Training a model using TAO Toolkit is as simple as configuring your spec file and running the train command. The following code uses the train.yaml spec file available to you as reference. The spec file configurations can easily be overridden using the tao-launcher CLI. For example, below we override model.order, model.pruning and training_ds.data_file configurations to suit our needs.

For training an N-gram language model in TAO Toolkit, we use the tao n_gram train command with the following arguments:

  • -e: Path to the spec file

  • -k: User specified encryption key to use while saving/loading the model

  • -r: Path to a folder where the outputs should be written. Ensure this is mapped in the tlt_mounts.json file.

  • Any overrides to the spec file. For example, model.order.
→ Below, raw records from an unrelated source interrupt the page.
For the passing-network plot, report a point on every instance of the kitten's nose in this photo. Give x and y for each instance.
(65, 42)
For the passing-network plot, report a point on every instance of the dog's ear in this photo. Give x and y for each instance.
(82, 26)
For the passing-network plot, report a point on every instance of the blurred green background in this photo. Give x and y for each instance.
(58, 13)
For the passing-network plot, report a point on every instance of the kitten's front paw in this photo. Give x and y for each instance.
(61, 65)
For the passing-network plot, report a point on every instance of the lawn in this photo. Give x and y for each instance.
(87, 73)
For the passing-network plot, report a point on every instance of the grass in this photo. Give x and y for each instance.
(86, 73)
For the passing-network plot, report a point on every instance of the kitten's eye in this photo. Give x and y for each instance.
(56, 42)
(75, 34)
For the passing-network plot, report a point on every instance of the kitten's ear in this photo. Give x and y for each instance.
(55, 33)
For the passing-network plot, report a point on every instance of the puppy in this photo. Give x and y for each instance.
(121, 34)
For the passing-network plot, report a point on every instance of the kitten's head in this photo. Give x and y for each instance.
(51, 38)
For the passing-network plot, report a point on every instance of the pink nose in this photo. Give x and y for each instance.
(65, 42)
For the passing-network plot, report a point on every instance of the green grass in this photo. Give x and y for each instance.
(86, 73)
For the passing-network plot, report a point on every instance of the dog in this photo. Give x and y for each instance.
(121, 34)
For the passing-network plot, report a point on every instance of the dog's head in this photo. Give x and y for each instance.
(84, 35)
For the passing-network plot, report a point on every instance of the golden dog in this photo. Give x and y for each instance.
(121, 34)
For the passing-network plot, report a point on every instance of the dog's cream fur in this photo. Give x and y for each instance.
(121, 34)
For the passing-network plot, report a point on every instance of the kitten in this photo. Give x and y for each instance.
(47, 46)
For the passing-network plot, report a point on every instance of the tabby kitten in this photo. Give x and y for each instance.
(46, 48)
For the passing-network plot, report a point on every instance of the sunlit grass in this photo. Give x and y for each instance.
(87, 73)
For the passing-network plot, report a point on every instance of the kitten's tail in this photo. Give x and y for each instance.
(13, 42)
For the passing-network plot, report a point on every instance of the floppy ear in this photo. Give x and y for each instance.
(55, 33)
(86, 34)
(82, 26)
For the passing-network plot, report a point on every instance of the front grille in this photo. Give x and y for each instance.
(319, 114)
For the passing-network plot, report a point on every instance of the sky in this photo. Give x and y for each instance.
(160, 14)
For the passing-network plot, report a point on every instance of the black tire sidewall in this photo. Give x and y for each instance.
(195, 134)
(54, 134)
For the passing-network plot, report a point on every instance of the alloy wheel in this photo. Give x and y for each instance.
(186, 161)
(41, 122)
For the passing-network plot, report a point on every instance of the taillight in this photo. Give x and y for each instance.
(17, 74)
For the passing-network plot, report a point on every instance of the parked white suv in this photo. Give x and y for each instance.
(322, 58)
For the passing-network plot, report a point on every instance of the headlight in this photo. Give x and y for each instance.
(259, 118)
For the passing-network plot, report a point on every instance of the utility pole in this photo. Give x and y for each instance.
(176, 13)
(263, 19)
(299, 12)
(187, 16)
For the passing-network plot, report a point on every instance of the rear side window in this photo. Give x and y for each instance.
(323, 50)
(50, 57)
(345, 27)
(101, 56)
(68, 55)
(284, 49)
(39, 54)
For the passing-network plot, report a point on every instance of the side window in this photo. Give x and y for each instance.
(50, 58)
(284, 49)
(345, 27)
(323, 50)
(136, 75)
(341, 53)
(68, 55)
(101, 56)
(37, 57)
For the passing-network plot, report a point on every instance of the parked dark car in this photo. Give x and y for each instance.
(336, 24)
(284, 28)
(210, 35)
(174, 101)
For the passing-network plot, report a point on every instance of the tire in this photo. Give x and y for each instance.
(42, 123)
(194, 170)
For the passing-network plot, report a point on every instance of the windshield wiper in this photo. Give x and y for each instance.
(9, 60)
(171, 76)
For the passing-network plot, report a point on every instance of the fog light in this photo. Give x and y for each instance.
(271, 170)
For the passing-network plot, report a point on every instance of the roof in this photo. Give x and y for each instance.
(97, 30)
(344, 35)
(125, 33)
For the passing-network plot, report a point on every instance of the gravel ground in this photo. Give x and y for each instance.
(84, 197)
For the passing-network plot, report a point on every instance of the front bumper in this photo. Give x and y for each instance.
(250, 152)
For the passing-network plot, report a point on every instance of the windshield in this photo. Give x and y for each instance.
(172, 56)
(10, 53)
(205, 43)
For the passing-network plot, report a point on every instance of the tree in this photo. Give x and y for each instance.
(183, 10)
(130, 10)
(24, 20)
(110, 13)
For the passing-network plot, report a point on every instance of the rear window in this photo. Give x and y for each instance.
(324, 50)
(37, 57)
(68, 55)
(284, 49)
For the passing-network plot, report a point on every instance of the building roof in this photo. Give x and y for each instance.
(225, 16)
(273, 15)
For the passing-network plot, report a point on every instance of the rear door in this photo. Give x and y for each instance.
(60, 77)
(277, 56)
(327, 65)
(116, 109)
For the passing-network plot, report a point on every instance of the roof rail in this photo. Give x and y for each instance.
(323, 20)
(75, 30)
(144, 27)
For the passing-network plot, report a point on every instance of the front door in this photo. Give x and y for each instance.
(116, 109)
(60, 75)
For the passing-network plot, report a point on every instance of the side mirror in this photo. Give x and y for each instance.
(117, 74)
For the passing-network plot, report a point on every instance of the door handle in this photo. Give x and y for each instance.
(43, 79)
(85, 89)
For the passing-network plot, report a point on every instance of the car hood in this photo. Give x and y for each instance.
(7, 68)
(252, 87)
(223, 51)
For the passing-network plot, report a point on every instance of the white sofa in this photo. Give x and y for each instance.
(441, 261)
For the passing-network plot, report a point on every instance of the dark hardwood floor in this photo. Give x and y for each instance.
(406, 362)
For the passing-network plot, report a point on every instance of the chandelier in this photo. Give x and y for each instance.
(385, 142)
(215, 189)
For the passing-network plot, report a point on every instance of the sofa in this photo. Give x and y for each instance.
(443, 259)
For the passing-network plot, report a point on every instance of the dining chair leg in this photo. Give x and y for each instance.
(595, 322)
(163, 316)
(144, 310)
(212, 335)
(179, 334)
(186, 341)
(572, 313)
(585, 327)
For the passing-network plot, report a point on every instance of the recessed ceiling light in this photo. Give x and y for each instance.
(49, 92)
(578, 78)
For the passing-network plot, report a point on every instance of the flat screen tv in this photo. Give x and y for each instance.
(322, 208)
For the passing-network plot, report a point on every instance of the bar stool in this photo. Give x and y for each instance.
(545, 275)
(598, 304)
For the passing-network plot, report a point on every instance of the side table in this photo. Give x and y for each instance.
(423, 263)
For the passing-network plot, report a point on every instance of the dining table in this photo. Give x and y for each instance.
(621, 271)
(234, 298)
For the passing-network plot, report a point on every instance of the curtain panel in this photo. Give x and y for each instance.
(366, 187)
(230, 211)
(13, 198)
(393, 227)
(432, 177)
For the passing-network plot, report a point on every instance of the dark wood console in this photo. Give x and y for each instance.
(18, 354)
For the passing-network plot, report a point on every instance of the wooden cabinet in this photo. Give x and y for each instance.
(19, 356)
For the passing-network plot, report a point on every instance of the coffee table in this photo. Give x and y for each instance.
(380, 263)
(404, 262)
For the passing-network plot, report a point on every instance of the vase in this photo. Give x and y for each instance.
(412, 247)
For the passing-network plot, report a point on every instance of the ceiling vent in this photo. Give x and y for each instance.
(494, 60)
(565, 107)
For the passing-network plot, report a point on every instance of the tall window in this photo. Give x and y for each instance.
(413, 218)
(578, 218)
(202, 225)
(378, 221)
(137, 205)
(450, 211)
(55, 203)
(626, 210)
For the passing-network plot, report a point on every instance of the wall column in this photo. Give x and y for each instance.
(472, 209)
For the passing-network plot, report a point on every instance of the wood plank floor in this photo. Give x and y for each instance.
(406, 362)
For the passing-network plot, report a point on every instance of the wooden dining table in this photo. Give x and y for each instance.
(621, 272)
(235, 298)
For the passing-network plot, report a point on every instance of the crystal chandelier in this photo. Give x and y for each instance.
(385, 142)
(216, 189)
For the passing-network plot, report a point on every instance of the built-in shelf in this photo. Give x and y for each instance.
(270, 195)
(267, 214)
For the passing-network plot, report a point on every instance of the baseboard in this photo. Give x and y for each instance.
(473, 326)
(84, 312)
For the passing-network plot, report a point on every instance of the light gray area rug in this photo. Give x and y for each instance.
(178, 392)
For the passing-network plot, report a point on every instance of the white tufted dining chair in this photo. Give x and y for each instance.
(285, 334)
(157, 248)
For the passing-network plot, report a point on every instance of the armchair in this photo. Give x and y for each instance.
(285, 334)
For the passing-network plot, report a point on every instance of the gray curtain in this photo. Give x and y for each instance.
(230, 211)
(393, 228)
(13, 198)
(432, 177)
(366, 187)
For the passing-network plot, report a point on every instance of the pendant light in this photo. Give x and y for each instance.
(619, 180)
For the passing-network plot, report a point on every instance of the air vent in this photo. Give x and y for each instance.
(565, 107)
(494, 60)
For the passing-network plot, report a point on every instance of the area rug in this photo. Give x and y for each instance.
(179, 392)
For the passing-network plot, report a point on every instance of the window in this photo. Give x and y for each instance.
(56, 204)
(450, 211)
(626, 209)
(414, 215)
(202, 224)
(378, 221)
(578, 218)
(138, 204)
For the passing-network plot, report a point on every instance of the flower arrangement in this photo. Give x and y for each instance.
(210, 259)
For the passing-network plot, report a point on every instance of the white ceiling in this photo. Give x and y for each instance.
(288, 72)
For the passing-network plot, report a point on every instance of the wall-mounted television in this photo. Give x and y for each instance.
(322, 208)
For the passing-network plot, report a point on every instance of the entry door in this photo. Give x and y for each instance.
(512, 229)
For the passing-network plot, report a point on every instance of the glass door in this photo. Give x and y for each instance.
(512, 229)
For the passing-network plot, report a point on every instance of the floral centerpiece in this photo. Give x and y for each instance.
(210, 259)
For more information about these arguments, refer to the TAO Toolkit Getting Started Guide.
Note: All file paths correspond to the destination mounted directory that is visible in the TAO Toolkit docker container used in backend.

!tao n_gram train \
            -e $SPECS_DIR/train.yaml \
            -r $RESULTS_DIR/train \
            training_ds.data_file=$DATA_DIR/preprocessed.txt \
            model.order=3 \
            model.pruning=[0,0,1]

The train command produces three files called train_n_gram.arpa, train_n_gram.vocab and train_n_gram.kenlm_intermediate saved at $RESULTS_DIR/train/checkpoints.


Evaluation#

The evaluation spec .yaml is as simple as:

# Name of the `.arpa` or `.binary` file where the trained model will be restored from.
restore_from: ???

test_ds:
  data_file: ???
  
!tao n_gram evaluate \
     -e $SPECS_DIR/evaluate.yaml \
     -r $RESULTS_DIR/evaluate \
     restore_from=$RESULTS_DIR/train/checkpoints/train_n_gram.arpa \
     test_ds.data_file=$DATA_DIR/preprocessed_dev_clean.txt

The output of the evaluation gives us the perplexity of the N-gram language model on the evaluation (LibriSpeech dev-clean) dataset.


Inference#

Inference using a trained .arpa or .binary model uses the tao n_gram infer command.
The infer.yaml is also very simple, and we can directly give inputs for the model to run inference.

# "Simulate" user input:
input_batch:
  - 'set alarm for seven thirty am'
  - 'lower volume by fifty percent'
  - 'what is my schedule for tomorrow'

restore_from: ???

Try out your own inputs as an exercise.

!tao n_gram infer \
            -e $SPECS_DIR/infer.yaml \
            -r $RESULTS_DIR/infer \
            restore_from=$RESULTS_DIR/train/checkpoints/train_n_gram.arpa

This command returns the log likelihood, perplexity, and all n-grams for each of the input sequences that users provided.


Export to Riva#

With TAO Toolkit, you can also export your model in a format that can deployed using NVIDIA Riva, a highly performant application framework for multi-modal conversational AI services using GPUs. The export command will convert the trained language model from .arpa to .binary with the option of quantizing the model binary. We will set export_format in the spec file to RIVA to create a .riva file which will contain the language model binary and its corresponding vocabulary.

!tao n_gram export \
            -e $SPECS_DIR/export.yaml \
            -r $RESULTS_DIR/export \
            export_format=RIVA \
            export_to=exported-model.riva \
            restore_from=$RESULTS_DIR/train/checkpoints/train_n_gram.arpa \
            binary_type=trie \
            binary_q_bits=8 \
            binary_b_bits=7 \
            binary_a_bits=256
            

The model is exported as exported-model.riva which is in a format suited for deployment in Riva.


What’s Next?#

You could use TAO Toolkit to build custom models for your own applications, or you could deploy the custom model to NVIDIA Riva.